Compared to the DAC and CGC groups, the BGC group had a higher rate of first pass effect (66.4% vs. 41.9% in the CGC and 54.9% in the DAC group), defined as successful recanalization of TICI 2c or greater after one attempt. Additionally, the BGC group had a higher rate of functional independence at 90 days compared to the DAC (61.0% vs. 51.8%; p = 0.027) and CGC (61.0% vs. 41.8%, p = 0.007) groups. On multivariate analysis adjusting for age, baseline NIHSS, ASPECTs, location of occlusion, IA or IV tPA, general anesthesia, and time to groin puncture, BGC was an independent predictor of mRS 0-2 at 90 days (p = 0.031).
This study suggests that balloon guide catheter use has additive benefit in patients receiving mechanical thrombectomy; however, there are some limitations — the primary one being that there were baseline differences between the BGC and non-BGC groups, introducing the potential for confounding bias. However, the data presented in the STRATIS registry are similar to recently published data from the Trevo registry where BGC use was associated with lower mortality and favorable 90-day outcome , although this study was also subject to similar limitations with baseline between-group differences: the BGC group being slightly younger with a lower NIHSS, higher IV tPA use, lower prevalence of hypertension, and a higher incidence of atrial fibrillation. A meta-analysis including data from over 2000 patients similarly found a higher incidence of first pass recanalization, favorable 90-day outcome, lower number of passes, and lower total procedural time in patients who received mechanical thrombectomy with a BGC vs. without a BGC .

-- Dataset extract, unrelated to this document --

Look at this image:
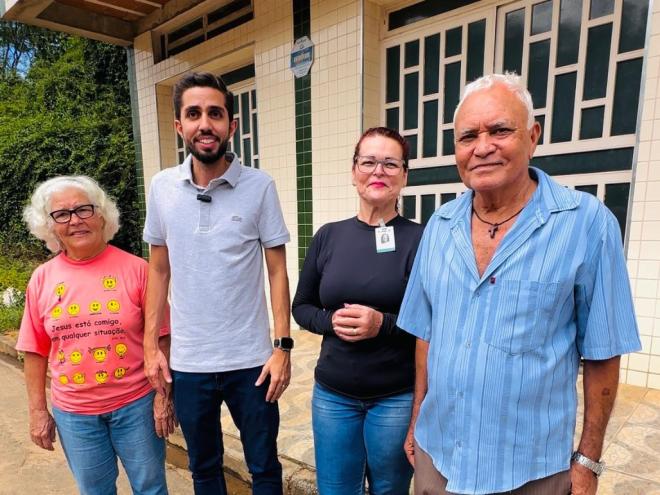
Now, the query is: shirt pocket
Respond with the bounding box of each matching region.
[482,280,559,355]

Factors that may contribute to the effect of BGC on outcomes include the reduction of embolization to distal territories by achieving flow arrest, and enhancement of the thrombectomy technique by decreasing arterial pressure impacting the clot. The former mechanism has been demonstrated by Mokin et al. in an in-vitro model of middle cerebral artery occlusion, demonstrating a lower embolization rate with BGC compared to control . Additionally, decreasing clot impaction may be one of the factors leading to a higher first pass effect; higher first pass effect means less thrombectomy attempts occur, which may reduce the risk of procedural complications such as vessel dissection or perforation . Achieving first pass effect may also lead to faster recanalization and re-establishment of blood flow, impacting outcome. Concerns about use of a BGC include the need for a larger groin sheath, and its potential to cause groin complications, as well as the tolerance to temporary flow arrest . However, successful deployment of balloon guide catheter via transradial access has been reported , illustrating the feasibility of combining this technique with radial access, which has lower major access site complications as compared to femoral access. This article adds to the growing body of literature suggesting a benefit to balloon guide catheter use in patients undergoing mechanical thrombectomy, although there are some inherent limitations in registry data given the baseline differences between groups. A randomized controlled trial may help further evaluate the benefit of BGC in patients with anterior circulation large vessel occlusion.